Station Voice: I can assure you that most VO artists are not as expensive as you might think. I just picked up a new domestic station a few months ago whose primary contact is the Program Director. It’s not a very big market so the fee isn’t steep at all, but the PD raves just about every other week that I have single-handedly boosted his station into the stratosphere. I keep explaining that the verbiage has as much to do with that as my voice, but he’s insistent. I know a LOT of VO people who go through the same thing all the time. Don’t assume that because a particular VO artist is really good or even famous, his or her rates are astronomical. The nice thing for you is, it doesn’t cost a dime to ask and find out for sure.

Continuing Education: For those who are reading a “free” copy of this issue, seriously consider grabbing a subscription.

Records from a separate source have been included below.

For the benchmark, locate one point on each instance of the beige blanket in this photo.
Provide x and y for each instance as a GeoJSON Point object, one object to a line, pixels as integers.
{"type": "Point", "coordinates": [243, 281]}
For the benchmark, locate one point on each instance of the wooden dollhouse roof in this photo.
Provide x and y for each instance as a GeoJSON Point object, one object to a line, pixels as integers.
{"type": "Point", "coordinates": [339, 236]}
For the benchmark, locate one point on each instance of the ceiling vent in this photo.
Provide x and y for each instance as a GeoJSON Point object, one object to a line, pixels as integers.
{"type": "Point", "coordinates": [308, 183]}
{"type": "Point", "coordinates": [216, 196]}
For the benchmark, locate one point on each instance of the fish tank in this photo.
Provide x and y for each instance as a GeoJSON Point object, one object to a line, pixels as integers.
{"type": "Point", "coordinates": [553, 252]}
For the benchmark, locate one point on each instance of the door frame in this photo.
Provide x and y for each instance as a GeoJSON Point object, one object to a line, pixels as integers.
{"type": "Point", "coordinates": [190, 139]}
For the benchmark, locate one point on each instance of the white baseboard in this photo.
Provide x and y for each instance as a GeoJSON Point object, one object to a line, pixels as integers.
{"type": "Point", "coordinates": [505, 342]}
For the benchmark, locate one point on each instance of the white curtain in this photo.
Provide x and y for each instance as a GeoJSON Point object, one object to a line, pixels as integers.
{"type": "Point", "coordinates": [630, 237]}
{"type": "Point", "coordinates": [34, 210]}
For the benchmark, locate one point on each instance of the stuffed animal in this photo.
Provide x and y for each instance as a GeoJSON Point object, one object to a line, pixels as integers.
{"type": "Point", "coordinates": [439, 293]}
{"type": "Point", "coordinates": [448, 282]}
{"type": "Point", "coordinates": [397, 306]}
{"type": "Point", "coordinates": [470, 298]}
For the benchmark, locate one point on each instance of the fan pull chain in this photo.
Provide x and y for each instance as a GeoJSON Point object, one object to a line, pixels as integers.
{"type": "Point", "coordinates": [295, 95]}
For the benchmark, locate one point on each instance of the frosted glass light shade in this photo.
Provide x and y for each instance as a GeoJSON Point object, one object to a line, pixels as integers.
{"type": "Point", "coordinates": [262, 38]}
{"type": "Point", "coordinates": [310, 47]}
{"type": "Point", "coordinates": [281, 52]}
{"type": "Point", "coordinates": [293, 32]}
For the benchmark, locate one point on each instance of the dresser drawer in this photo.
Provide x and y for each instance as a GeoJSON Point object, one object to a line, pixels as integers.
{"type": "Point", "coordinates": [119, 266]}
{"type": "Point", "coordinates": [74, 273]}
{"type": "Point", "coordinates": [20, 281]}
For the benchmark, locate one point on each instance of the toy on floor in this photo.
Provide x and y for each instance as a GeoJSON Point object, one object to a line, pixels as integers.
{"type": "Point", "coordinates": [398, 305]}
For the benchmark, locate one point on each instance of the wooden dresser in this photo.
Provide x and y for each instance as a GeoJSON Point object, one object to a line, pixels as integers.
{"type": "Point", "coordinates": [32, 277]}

Every month you will find advice and insight into radio and production, some really good examples/inspiration on the monthly CD, and if you’re really good at this voodoo that we do, you might even be asked to contribute to the growth of our industry with some sage advice/inspiration of your own. Down the road a little, when a major market PD is casting about, looking for a new producer, it could be that your name will come up before there is even an ad announcing the position.

I am certain that it has crossed many of your minds that this is a shameless plug for my services or this magazine, and to a certain extent I’ll say it is, but my motives are at least a little more pure than that. The whole reason I write this column each month is a sincere desire to improve the state of this business. As I said at the top of this column, I honestly don’t know whether production has improved over the last few years because of or in spite of this column and magazine, but it most definitely has improved. Someone, somewhere is doing something right and I’m just enough of an optimist to think we’re doing something positive here.

For my sound this month, I offer a promo for the Z100 Pays Your Bills promotion. Some of the workparts come from Production Vault™ and some from Trynity HD/FX™ but the design is all mine. I hope you’ll find some inspiration from it.